Q: How does the Ollama backend handle concurrent requests for models?

A: The Ollama backend handles concurrent requests for models by checking if anyone is using the currently loaded model. If not, it unloads it from memory and loads the new one. This feature is incredibly useful for self-hosted scenarios where multiple open-source models need to be utilized without the hassle of manual unloading and loading.

Q: What are the benefits of the proposed auto load balancer/model loader in MAX?

A: The proposed auto load balancer/model loader in MAX would bring several benefits to users, including:

Improved Usability: The auto load balancer/model loader would eliminate the need for manual unloading and loading of models, making it easier for users to work with multiple open-source models.
Increased Efficiency: The system would be able to handle multiple models more efficiently, reducing the need for manual intervention and improving overall response times.
Better Resource Utilization: The auto load balancer/model loader would ensure that the available VRAM is utilized more efficiently, reducing the need for manual unloading and loading of models.

Q: What technical requirements would need to be met to implement the proposed auto load balancer/model loader in MAX?

A: To implement the proposed auto load balancer/model loader in MAX, the following technical requirements would need to be met:

OpenAI- Compatible API: The load balancer/model loader should be compatible with the OpenAI-compatible API.
GPUStack Integration: The load balancer/model loader should be integrated with GPUStack to ensure seamless interaction with the VLLM and Ollama backends.
User-Defined Configuration: Users should be able to define a list of "unloadable" models that should be loaded as long as MAX is running.

Q: What is the expected timeline for implementing the proposed auto load balancer/model loader in MAX?

A: The expected timeline for implementing the proposed auto load balancer/model loader in MAX would depend on the complexity of the implementation and the availability of resources. However, we anticipate that the implementation would take several months to complete.

Q: How would the proposed auto load balancer/model loader in MAX be tested and validated?

A: The proposed auto load balancer/model loader in MAX would be tested and validated through a combination of unit testing, integration testing, and user testing.

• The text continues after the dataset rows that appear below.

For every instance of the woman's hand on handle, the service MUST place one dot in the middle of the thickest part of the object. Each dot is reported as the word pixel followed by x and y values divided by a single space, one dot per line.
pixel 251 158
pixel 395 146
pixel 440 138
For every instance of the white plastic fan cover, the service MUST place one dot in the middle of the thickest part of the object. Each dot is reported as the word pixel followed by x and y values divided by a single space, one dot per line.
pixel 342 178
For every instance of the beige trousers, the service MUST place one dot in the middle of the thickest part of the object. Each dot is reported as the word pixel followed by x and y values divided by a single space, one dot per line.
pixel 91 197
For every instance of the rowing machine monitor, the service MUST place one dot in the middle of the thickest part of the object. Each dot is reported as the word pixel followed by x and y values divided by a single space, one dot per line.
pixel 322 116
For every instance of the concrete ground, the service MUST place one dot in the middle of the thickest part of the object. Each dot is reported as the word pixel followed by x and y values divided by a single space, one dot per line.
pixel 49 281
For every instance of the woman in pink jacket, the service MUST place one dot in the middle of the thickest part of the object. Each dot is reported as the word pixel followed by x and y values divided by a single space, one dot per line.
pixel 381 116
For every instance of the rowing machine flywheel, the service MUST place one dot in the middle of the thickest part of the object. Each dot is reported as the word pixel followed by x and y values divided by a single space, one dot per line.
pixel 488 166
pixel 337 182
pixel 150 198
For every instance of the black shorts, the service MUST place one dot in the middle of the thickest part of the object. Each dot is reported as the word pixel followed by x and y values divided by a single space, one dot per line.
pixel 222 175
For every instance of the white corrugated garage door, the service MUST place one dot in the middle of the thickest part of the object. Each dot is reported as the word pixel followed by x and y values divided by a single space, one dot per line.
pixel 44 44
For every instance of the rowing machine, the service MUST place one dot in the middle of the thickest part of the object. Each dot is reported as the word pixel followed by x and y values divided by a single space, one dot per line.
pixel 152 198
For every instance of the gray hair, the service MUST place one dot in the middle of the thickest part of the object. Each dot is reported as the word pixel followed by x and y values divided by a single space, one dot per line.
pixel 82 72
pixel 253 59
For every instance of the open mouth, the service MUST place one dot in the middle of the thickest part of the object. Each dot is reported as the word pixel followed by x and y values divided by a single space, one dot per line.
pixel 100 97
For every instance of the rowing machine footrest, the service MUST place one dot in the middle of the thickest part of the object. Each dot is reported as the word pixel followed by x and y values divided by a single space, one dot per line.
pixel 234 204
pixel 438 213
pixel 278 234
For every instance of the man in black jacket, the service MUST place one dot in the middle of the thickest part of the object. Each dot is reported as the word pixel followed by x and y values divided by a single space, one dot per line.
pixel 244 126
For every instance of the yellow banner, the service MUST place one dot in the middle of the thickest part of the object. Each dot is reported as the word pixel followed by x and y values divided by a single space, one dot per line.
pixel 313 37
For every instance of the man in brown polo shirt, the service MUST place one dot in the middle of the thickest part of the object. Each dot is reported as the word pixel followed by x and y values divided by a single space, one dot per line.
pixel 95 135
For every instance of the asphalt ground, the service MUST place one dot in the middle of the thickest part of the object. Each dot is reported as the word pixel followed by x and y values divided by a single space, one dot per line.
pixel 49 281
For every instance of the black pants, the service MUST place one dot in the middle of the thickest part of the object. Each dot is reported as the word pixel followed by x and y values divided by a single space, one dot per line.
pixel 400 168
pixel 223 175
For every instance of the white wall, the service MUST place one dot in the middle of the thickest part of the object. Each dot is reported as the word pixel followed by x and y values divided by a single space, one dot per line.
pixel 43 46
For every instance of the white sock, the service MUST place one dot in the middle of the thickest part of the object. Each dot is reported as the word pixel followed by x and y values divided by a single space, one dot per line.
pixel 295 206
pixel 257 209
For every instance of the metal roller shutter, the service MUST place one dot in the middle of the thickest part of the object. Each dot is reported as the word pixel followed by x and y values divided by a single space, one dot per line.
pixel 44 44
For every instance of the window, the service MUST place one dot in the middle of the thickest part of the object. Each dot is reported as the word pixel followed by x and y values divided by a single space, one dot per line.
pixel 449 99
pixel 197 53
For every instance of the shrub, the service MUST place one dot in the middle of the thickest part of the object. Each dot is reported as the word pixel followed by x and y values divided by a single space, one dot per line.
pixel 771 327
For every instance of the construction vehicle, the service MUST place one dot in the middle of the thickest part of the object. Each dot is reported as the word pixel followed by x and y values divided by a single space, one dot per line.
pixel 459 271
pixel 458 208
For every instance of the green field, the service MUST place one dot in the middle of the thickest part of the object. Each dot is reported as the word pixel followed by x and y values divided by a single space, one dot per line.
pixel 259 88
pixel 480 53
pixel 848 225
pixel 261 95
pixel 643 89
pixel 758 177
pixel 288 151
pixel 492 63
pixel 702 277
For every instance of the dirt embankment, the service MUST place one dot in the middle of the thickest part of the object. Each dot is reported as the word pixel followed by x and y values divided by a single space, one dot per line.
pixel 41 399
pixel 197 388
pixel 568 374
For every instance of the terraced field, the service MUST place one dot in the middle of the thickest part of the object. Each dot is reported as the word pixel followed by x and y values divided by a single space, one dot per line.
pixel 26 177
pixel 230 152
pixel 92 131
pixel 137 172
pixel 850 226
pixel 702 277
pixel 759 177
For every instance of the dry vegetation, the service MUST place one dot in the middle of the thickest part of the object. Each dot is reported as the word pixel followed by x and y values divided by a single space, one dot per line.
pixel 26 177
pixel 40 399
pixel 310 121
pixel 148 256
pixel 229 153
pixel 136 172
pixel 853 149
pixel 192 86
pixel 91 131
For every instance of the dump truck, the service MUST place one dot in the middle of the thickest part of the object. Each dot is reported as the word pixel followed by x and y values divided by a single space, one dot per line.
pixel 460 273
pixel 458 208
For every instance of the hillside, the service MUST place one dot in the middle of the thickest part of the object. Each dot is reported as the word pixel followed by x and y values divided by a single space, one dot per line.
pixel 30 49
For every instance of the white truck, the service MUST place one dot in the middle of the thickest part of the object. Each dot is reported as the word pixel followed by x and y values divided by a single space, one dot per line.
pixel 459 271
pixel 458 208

This would ensure that the system meets the required technical specifications and performs as expected in various scenarios.

Q: What is the expected impact of the proposed auto load balancer/model loader in MAX on MAX users?

A: The expected impact of the proposed auto load balancer/model loader in MAX on MAX users would be significant, with improved usability, increased efficiency, and better resource utilization. We anticipate that the system would be more efficient and easier to use, particularly in scenarios where multiple open-source models need to be utilized.

Q: How would the proposed auto load balancer/model loader in MAX be maintained and updated in the future?

A: The proposed auto load balancer/model loader in MAX would be maintained and updated through a combination of bug fixes, feature enhancements, and security patches. We would work closely with MAX users to ensure that the system meets their needs and continues to provide value over time.

Q: What are the next steps for implementing the proposed auto load balancer/model loader in MAX?

A: The next steps for implementing the proposed auto load balancer/model loader in MAX would include:

Implementation of the Auto Load Balancer/Model Loader: The implementation of the auto load balancer/model loader would require significant technical effort, including the development of the necessary algorithms and integration with GPUStack.
Testing and Validation: Thorough testing and validation of the auto load balancer/model loader would be necessary to ensure that it meets the required technical specifications and performs as expected in various scenarios.
User Feedback and Evaluation: User feedback and evaluation would be essential to ensure that the auto load balancer/model loader meets the needs of MAX users and provides the expected benefits.